Some of the headers are related to microposting (via micro.blog) and linkblogging; those are outside of the scope of this post, but I might babble about them at a later date. Removing the linkURL and category bits will do you no harm. You would need to add something to generate filenames from a post’s title (rather than the simple numeric slug used here, since microposts don’t have titles).

The fun part is when we post to GitHub. You’ll find plenty of examples related to posting via Working Copy, but that seems like overkill when all we’re doing is adding a file to GitHub. Don’t they have an API for that?

Yes, they do.

To use it, you’ll need to generate a Personal Access Token with “repo” privileges, like so:

Personal Access Token creation form with "repo" privilege, and its sub-privileges, selected

Make note of that token when it’s created (ideally in your favorite password manager).

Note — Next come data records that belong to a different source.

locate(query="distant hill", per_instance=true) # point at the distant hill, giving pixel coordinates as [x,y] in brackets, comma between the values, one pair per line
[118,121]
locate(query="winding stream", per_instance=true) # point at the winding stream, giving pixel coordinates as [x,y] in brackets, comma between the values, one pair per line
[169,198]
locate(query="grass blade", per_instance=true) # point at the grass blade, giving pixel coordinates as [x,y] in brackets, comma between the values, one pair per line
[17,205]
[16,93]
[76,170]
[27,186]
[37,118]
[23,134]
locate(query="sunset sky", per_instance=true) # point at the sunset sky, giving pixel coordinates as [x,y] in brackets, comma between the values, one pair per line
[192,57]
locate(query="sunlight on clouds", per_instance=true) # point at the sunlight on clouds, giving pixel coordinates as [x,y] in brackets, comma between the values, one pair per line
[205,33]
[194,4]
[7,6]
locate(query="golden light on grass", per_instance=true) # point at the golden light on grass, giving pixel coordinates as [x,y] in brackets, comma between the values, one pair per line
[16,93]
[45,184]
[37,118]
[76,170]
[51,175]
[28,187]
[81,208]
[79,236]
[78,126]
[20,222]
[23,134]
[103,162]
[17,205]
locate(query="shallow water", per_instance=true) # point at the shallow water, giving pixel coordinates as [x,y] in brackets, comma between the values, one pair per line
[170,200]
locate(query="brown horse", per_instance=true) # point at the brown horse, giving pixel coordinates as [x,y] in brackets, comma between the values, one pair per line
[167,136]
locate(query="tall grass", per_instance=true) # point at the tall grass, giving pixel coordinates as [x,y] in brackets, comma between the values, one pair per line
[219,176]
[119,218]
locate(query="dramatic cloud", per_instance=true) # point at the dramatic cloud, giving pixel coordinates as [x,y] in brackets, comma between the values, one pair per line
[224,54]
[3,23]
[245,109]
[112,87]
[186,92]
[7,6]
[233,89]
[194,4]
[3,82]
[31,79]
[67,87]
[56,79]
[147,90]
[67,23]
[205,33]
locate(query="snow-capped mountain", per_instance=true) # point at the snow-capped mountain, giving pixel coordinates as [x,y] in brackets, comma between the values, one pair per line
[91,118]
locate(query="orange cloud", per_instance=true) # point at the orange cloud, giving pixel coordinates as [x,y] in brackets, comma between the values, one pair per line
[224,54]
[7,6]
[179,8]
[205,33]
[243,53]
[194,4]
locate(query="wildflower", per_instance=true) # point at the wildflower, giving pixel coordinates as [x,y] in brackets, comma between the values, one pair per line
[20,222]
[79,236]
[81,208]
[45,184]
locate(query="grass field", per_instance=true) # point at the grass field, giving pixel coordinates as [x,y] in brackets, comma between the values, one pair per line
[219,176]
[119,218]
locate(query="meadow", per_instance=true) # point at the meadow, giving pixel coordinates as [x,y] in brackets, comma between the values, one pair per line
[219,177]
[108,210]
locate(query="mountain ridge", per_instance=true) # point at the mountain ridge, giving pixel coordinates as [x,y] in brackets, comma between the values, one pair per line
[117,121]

You’ll need it when you first run the action.

In order to post, the script:

  1. Creates a Base64-encoded version of your draft text (including the front matter)
  2. Uses that as the content portion of the JSON required by GitHub’s API
  3. Uses Drafts’ HTTP.request method to post to GitHub

Since not just anyone can post to your repo, we need to include some authentication details.

Drafts’ Credential class helps us here.

const credential = Credential.create("GitHub blog repo", "The repo name, and its credentials, hosting the Jekyll blog.");

credential.addTextField("username", "GitHub Username");
credential.addTextField('repo', 'Repo name');
credential.addPasswordField("key", "GitHub personal access token");

credential.authorize();

const githubKey = credential.getValue('key');
const githubUser = credential.getValue('username');
const repo = credential.getValue('repo');

The first time this is run, you’re prompted for:

  • Your GitHub username (“paulroub” in my case)
  • The repo you’re posting to (“roubdotnet” for me)
  • And the Personal Access Token we created earlier

We pass those values along as part of the API request:

const options = {
    url: `https://api.github.com/repos/${githubUser}/${repo}/contents/_posts/${fn}`,
    method: 'PUT',
    data: {
        message: `micropost ${datestr}`,
        content: Base64.encode(doc)
    },
    headers: {
        'Authorization': `token ${githubKey}`
    }
};

var response = http.request(options);

The next time you run this action, Drafts will remember the credentials, and won’t need to prompt you again.

  1. Updated a day after the initial post - Drafts 5.6 adds a built-in Base64 object, so I’m now using that instead of the lengthy, minified JavaScript version in the original script.